Когда её начали мыть, шорк-шорк-шорк, Ляо Тинъянь вдруг вспомнила, как в прошлом вместе с соседкой по общаге мыла своего пса. Большой, мохнатый, тот точно так же извивался и, возможно, издавал похожие отчаянные звуки. Тогда она не обращала внимания, а только мыла усерднее. Ну что ж… похоже, это карма. Кто мыл, тот будет вымыт.
Вымытая до блеска, она облачилась в тончайшую шелковую ночную сорочку и, словно фарфоровую куклу, её на руках перенесли в комнату, где пол был устлан толстым ковром.
Горничные молча поклонились и вышли, оставив босую Ляо Тинъянь одну в огромной пустой комнате.
В помещении стояла лишь одна кровать с балдахином. Тёмно-бордовые занавеси опускались с четырёх углов. Света почти не было: плотные шторы из того же багрового бархата с чёрными узорами заглушали даже слабое освещение, отчего вся обстановка казалась тревожно мрачной.
Ей при этом было не до страха; она всерьёз замерзала. В этом месте, казалось, никто не чувствует холода, и никто не думает, что кто-то другой может его ощущать. Убедившись, что вокруг пусто, Ляо Тинъянь поспешно бросилась на кровать и залезла под одеяло.
Ну а что делать, только тут есть хоть что-то тёплое.
Постепенно отогревшись, она выдохнула и, лишь привыкнув к темноте, поняла, что в комнате не одна.
В углу, на кресле с высокой изогнутой спинкой, сидел кто-то ещё. Его лицо терялось в тени, но в темноте горели два алых глаза, пристально следивших за ней.
— Ч-ч-чёрт… — прошипела Ляо Тинъянь. — Да это же худший кошмар наяву.
Словно ребёнок, пересмотревший ужастиков, она с головой накрылась одеялом.

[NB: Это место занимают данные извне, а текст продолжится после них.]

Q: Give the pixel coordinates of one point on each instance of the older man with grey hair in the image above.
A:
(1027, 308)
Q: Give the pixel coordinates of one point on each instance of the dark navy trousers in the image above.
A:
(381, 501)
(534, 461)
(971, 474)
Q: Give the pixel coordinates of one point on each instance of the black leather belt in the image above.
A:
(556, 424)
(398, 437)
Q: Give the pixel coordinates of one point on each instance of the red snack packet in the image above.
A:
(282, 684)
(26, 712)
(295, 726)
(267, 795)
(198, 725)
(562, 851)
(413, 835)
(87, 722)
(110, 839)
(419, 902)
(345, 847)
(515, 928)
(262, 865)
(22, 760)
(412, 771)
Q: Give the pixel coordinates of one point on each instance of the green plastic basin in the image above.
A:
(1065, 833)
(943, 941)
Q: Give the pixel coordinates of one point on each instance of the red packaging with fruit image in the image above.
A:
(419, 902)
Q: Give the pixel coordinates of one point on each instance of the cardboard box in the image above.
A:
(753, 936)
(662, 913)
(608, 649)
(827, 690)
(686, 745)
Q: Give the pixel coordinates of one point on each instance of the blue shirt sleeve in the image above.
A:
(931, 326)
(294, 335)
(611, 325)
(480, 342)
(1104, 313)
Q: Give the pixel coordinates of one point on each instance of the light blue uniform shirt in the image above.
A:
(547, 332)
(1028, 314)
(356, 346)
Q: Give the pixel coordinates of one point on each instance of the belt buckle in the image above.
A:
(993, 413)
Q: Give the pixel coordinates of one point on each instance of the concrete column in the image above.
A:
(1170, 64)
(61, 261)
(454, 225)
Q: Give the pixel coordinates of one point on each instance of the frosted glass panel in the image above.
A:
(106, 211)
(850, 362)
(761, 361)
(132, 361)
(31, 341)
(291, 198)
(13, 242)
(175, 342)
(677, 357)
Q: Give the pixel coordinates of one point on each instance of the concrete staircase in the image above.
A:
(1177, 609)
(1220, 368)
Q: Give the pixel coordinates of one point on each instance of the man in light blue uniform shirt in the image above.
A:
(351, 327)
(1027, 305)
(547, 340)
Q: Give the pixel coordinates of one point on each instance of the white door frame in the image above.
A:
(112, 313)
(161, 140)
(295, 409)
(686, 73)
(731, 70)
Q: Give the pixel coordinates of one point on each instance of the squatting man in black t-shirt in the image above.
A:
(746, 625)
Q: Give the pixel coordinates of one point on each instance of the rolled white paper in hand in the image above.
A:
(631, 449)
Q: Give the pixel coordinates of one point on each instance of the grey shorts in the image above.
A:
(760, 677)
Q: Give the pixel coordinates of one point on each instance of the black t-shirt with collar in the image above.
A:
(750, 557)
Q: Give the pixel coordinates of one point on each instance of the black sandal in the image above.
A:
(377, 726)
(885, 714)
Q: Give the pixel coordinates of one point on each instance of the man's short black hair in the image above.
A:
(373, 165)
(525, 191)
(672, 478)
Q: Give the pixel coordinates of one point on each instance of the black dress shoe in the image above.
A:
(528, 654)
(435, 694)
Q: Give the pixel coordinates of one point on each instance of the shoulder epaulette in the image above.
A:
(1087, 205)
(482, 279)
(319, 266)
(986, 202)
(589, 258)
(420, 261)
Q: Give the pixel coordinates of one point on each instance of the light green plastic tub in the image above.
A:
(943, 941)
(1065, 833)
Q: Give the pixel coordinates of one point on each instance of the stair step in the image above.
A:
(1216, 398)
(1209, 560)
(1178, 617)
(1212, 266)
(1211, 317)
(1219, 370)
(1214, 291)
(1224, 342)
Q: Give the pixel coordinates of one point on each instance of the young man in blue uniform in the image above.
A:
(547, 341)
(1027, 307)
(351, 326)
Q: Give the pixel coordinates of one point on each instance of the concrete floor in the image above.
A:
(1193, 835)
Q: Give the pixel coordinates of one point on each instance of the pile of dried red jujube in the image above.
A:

Комната погрузилась в тишину. Внутри кокона из простыней она задумалась: «Может, мне показалось? Почему он ничего не делает?».
Промелькнувшая мысль заставила её осторожно высунуть голову и тут же столкнуться взглядом с теми самыми красными глазами, но в этот раз совсем рядом.
Расстояние исчезло. Теперь она могла разглядеть его лицо.
Он похож на… Белоснежку. Кожа — бледнее снега, волосы — чёрные, как смоль, губы — алые, как вино.
Она продолжала смотреть и вдруг ощутила, как сердце срывается с ритма.
Его руки были ледяными. Губы — тоже. Он не дышал, но от него тянуло холодом, будто он хранил во рту иней. Он прижал её и обхватил за горло не грубо, но властно. Лицо его приближалось к её шее, и дыхание касалось кожи. Он кружил у её ключицы и искал точку.
Она не могла пошевелиться. Её голова поднялась вверх, но не по её воле.
Он склонился к шее и вдруг… вонзил зубы.
Боли не было. Лишь лёгкий зуд, словно от слабого тока. Разум Ляо Тинъянь затуманился. В нос ударил запах снега. Казалось, она нырнула в зимний сосновый лес, где воздух холодный, как лёд, но в нём — тишина и покой ночи. Холод обнимал, не пугая при этом.
Прошло неведомо сколько времени, прежде чем она очнулась и осознала, что крепко обнимает его голову. Её пальцы вплелись в его волосы. А он… уже не пил. Он просто склонился к её шее, вдыхая аромат крови сквозь тончайший слой кожи.
— …Хм, — пробормотала она. — У него такие мягкие, гладкие волосы.
Этот «Белоснежка» с роскошными волосами и был Великим герцогом, владельцем Поместья Роз, властителем Девяносто восьмого сектора, мужчиной на вершине всей вампирской иерархии.
Всегда в чёрной рубашке, в строгих брюках, накинутый плащ, и всегда бесшумен, как тень.
Ляо Тинъянь проспала она на этой кровати весь день. А когда очнулась — всё изменилось.
Служанки и дворецкие теперь смотрели на неё иначе. Их взгляды были сложными: смесь восхищения, зависти и едва заметного благоговения. Ляо Тинъянь не понимала, что к чему.
Её не вернули в Кровяной банк. Говорили, герцог выбрал её, и она стала его личной поставщицей крови.